Eine nutzbringende, kundenorientierte Produktion ist das Ziel eines jeden Unternehmens – und eine große Herausforderung zugleich: Die Anforderungen an Qualität, Kosten und Fertigungszeit müssen erfüllt und gleichzeitig mit dem Thema Nachhaltigkeit in Einklang gebracht werden. In der Serienfertigung hat die Kühlschmierstoffversorgung wesentlichen Einfluss auf das Prozessergebnis und gilt oftmals als Ursache für Qualitätsschwankungen.

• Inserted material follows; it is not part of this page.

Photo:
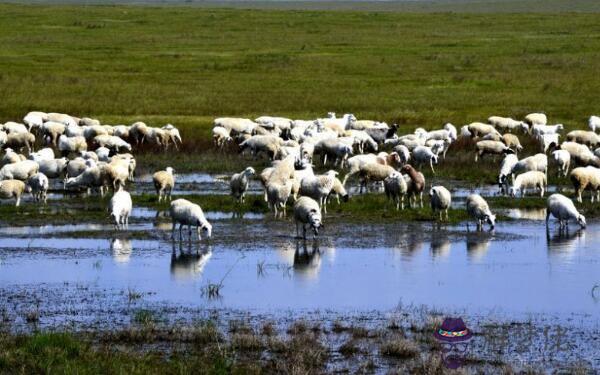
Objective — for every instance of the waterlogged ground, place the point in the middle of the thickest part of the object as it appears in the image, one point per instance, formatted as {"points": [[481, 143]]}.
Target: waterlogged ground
{"points": [[88, 275]]}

Prozessfaktoren erfassen und analysieren
Dennoch wird selten untersucht, von welchen Prozessfaktoren diese qualitativen Differenzen abhängen. „Viele Unternehmen beschäftigen sich mit dieser Frage gar nicht“, weiß Tobias Kaufmann, wissenschaftlicher Mitarbeiter am Werkzeugmaschinenlabor der RWTH Aachen und Leiter des Transferprojekts von Digital in NRW. „Aber je größer die Versorgungskette wird, je mehr Maschinen aneinanderhängen, desto wichtiger ist es zu wissen, wie jede einzelne Anlage mit Betriebsmitteln wie Druckluft, Wasser, Strom oder eben Kühlschmierstoff versorgt wird, wo welcher Druck anliegt und welche Temperatur oder Keimbelastung vorliegt. Nur mit Hilfe der quantitativen Erfassung dieser Zustandsgrößen in einem vernetzten System können Differenzen und Fehler im Prozess erkannt und ausgeglichen werden“, so Dr.-Ing. Dirk Friedrich, Geschäftsführer der grindaix GmbH. „Viele Unternehmen erfassen diese Kenngrößen trotz der technischen Machbarkeit jedoch bislang nicht.“
Entwicklung einer digitalen Prozessüberwachung
Um klare Vorhersagen zur Betriebsmittelversorgung in der Produktion zu erreichen, arbeiten Digital in NRW und grindaix an der „Resilienten Prozessführung durch KI-basierte Kühlschmierstoffzufuhr beim Schleifen“, so der offizielle Titel des Transferprojekts. Dahinter steckt die Entwicklung einer digitalen Prozessüberwachung. Mit Hilfe Künstlicher Intelligenz sollen zukünftig Fehler und Abweichungen in der Versorgung der Maschinen erkannt, erfasst und Handlungsempfehlungen entwickelt werden. Das Transferprojekt mit Digital in NRW stellt dazu die Weichen für eine nachhaltige Kühlschmierstoffversorgung mit hohen Qualitätsstandards. „Ausfälle in der Versorgungskette vorherzusagen und direkte Maßnahmen zu ergreifen, um den Produktionsprozess nicht zu unterbrechen, wird immer wichtiger“, so Kaufmann.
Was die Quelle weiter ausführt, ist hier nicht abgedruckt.